No more "flipping the boid" for me, folks.

So if that reckless driver who almost killed me but didn't could know one thing right now, it would be this: Thanks for making me look like a crazy woman driver.

I think Jo Koy says it best:

'Nuff said.

Wednesday, February 2, 2011

Welcome to the Snowpocalypse

As Captain Obvious would point out, Kansas has been hit by a blizzard, the likes of which have not been seen since 1982.

I would know. I had to dig myself out of it this morning.

And while I very much enjoyed watching it poop snow all evening; and while, with slightly perverse humor, I admit I kinda enjoy watching people getting stuck attempting to enter my street, I have realized that, dammit, I'm stranded, too. I literally cannot leave my block. Consequently, I have not left the vicinity of my house in two days.

I would like to think that i am immune to cabin fever. After all, I am happily enjoying my snow days and have been amazingly productive.

But now I'm starting to notice things.

I caught myself wearing a pair of red faux-bans in the house. A strange dog was running around in the backyard, but then he suddenly disappeared. Now I find myself writing a story about a magical, hibernating, banana-eating panda, cast out of his judgemental panda community for his strange ways.

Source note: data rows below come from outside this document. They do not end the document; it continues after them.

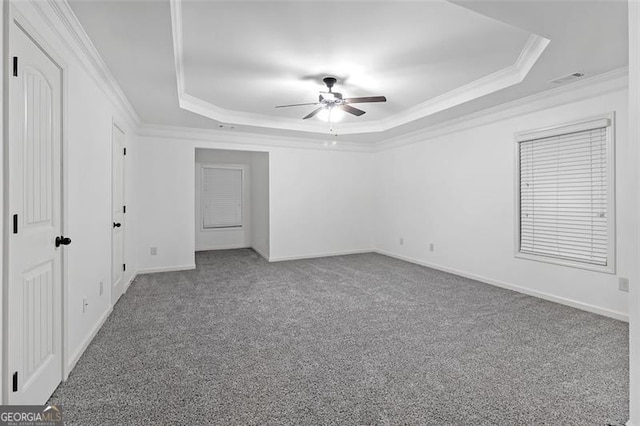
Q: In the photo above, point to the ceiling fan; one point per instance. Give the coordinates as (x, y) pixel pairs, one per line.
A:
(331, 99)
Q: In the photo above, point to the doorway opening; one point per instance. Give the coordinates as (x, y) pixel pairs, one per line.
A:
(232, 200)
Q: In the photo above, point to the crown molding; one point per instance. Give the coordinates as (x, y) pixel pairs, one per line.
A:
(58, 15)
(227, 139)
(506, 77)
(584, 89)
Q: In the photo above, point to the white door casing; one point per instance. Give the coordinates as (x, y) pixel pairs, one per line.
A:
(34, 302)
(118, 212)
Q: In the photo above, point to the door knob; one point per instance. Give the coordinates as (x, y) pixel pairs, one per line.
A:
(62, 241)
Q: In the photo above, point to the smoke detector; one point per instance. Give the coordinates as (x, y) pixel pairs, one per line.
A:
(567, 78)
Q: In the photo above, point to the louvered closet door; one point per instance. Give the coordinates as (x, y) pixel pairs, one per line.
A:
(35, 285)
(563, 196)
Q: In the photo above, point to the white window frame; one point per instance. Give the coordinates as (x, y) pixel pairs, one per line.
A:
(608, 121)
(242, 196)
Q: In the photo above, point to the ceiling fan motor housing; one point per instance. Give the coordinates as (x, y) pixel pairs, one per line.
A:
(329, 81)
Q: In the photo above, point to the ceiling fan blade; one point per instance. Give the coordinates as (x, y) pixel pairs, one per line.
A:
(365, 99)
(351, 110)
(313, 113)
(286, 106)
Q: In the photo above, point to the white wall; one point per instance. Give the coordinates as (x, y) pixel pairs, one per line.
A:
(634, 139)
(457, 192)
(320, 203)
(88, 114)
(5, 61)
(260, 203)
(224, 238)
(318, 200)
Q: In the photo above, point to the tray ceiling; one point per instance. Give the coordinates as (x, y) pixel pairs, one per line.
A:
(198, 64)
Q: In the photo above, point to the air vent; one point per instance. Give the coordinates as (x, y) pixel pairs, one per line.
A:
(568, 78)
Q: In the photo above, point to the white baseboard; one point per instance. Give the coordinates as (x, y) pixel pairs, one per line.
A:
(315, 255)
(128, 284)
(223, 247)
(85, 343)
(541, 295)
(261, 253)
(167, 269)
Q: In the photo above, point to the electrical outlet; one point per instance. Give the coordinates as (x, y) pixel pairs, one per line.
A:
(623, 284)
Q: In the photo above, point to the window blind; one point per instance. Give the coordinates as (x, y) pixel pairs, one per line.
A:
(221, 197)
(563, 196)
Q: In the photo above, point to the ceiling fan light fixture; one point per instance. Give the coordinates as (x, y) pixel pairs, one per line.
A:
(331, 114)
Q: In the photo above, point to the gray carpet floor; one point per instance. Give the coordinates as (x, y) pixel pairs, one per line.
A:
(360, 339)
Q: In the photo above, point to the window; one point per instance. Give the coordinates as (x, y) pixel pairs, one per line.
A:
(565, 210)
(221, 197)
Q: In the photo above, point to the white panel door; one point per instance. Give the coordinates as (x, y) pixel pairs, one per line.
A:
(35, 267)
(117, 206)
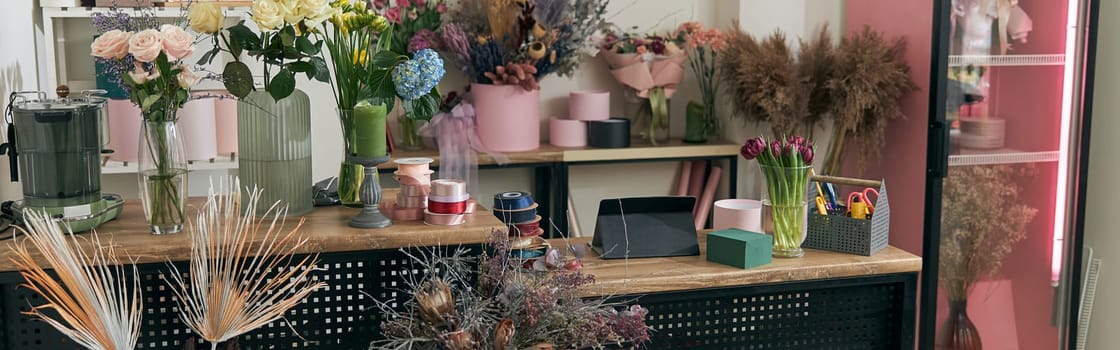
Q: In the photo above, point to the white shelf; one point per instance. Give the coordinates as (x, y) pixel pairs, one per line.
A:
(218, 164)
(1000, 156)
(958, 61)
(159, 11)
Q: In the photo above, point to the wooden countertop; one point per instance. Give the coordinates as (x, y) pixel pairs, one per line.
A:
(325, 228)
(547, 153)
(653, 275)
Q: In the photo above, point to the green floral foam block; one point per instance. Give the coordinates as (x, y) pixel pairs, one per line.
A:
(739, 248)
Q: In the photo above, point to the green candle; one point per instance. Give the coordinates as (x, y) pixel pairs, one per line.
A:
(370, 129)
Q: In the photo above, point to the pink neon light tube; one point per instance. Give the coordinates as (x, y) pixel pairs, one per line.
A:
(1063, 162)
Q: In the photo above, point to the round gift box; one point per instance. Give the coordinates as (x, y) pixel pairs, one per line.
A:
(563, 132)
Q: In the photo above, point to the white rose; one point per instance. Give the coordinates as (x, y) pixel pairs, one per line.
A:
(187, 77)
(113, 44)
(267, 15)
(178, 44)
(146, 45)
(205, 17)
(319, 12)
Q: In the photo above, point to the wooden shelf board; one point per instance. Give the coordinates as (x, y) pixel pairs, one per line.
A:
(325, 228)
(655, 275)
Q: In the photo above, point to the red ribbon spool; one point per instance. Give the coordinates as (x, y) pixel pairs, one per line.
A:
(441, 208)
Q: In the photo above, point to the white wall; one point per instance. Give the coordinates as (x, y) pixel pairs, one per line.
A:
(18, 70)
(1101, 232)
(588, 183)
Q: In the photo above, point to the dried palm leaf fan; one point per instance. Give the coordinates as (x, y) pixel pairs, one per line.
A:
(99, 304)
(243, 270)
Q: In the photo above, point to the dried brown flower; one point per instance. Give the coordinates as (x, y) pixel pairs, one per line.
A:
(869, 79)
(981, 220)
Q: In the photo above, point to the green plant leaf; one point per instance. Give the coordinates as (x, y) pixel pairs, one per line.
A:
(386, 60)
(282, 84)
(238, 79)
(305, 45)
(322, 72)
(149, 101)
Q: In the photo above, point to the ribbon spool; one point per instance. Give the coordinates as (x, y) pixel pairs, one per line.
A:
(421, 180)
(448, 189)
(410, 201)
(438, 219)
(513, 200)
(414, 190)
(414, 167)
(526, 229)
(608, 134)
(516, 215)
(447, 208)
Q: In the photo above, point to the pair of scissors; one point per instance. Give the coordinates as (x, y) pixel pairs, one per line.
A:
(864, 196)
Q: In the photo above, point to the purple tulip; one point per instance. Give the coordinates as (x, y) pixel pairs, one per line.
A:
(753, 148)
(806, 154)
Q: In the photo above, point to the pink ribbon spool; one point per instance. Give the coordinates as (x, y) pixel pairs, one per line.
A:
(563, 132)
(431, 218)
(412, 202)
(414, 190)
(589, 104)
(414, 167)
(448, 189)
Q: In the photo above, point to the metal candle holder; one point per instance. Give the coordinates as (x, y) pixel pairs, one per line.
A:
(370, 193)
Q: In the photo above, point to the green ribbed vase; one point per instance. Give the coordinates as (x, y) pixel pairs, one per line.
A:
(274, 150)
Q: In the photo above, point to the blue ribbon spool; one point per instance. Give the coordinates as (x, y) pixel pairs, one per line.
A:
(512, 217)
(513, 201)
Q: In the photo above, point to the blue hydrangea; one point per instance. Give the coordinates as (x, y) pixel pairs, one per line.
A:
(418, 76)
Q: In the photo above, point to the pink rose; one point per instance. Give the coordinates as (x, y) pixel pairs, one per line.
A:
(138, 75)
(187, 77)
(113, 44)
(177, 43)
(146, 45)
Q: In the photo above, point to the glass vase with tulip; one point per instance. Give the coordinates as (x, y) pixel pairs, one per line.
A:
(785, 165)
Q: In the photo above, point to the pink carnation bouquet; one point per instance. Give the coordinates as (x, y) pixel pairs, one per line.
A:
(652, 65)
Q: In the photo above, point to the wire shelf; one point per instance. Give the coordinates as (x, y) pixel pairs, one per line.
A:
(957, 61)
(1001, 156)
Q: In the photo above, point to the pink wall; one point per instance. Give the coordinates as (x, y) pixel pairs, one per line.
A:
(1029, 98)
(903, 159)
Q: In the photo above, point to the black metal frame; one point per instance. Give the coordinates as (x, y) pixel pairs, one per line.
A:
(938, 168)
(842, 313)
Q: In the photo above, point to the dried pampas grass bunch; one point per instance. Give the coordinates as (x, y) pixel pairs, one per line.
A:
(99, 305)
(869, 80)
(243, 270)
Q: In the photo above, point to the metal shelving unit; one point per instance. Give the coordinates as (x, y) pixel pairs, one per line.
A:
(1001, 156)
(1047, 60)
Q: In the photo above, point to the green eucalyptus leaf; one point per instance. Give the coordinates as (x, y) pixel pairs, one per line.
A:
(322, 73)
(301, 66)
(238, 79)
(282, 84)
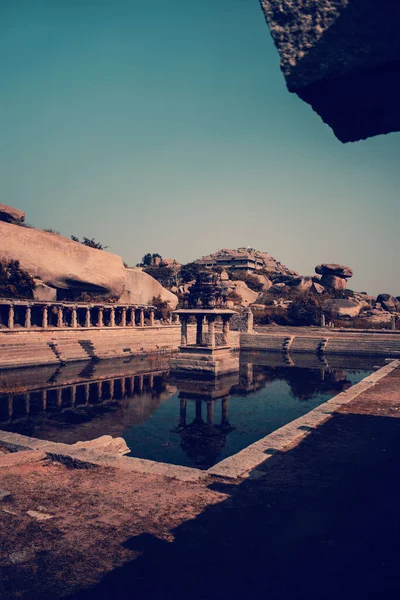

It is an epic, tragically comic tale.

Needless to say, I have never been more ready for spring.

Punxsutawney Phil--you better not deceive me, you little fart.

-Kiernan

Wednesday, January 26, 2011

...And the Battle Begun.

Beginnings are one of the most difficult things to start with.

To be honest, the whole reason I've delayed writing my own blog is simply because I didn't know how to begin it. But, lo and behold, here I am. I bit the proverbial bullet of my own procrastination and am now dragging you all in with me. It can only get better from here. 

Truly, it all began with a splat. 

And let me tell you, it was a magnificent splat, indeed. 

I was hungry (as I often am) and it was lunchtime. I am not ashamed to admit that like some strange gastronomical solar system, most of my day revolves around food and when I am going to eat it. True to form, I had been looking forward to my lunch of leftover roast beef and potatoes all morning and by 11:30 am--BAM! that sucker was in the microwave. Suddenly, however, it all went awry.

As I was pulling my lovely roast and potatoes out of the microwave, the ziplock container suddenly wasn't in my hands anymore. 

It was one of the moments when your mind slows everything down and yet your body is still unable to react quickly enough to stop what you already know is going to happen. It was a bonafide "Aw, shee-it," moment.

SPLAT. Container burst asunder with mashed roast beef and potatoes all over the floor. My lunch. Gone. 

Normally, I would have gone all Hulk-Smash on that container's ass, but there were people around. Plus,   I realized that, of course, only I would manage to ruin my own lunch in such a dramatic fashion. The delicious smell of curried roast even seemed to mock me from down below on the dirty floor. Sonofahamster. 

Despite it all, and getting to the point of all this rambling, is that my clumsiest and most awkward moments seem to be my best. Like yesterday, when I bought some tea but proceeded to spray it all over myself and my car trying to open it. These sorts of things seem to happen all the time and there's nothing I can do to stop them. 

So here's what I say: I'm going to share these moments with you as often as I can in the most poetic way possible because that's who I am and that's what I do. 

Of course there will be other things, too. But for today, be content in knowing that, even though your day may not have been the greatest, at least you didn't lose your lunch to the floor.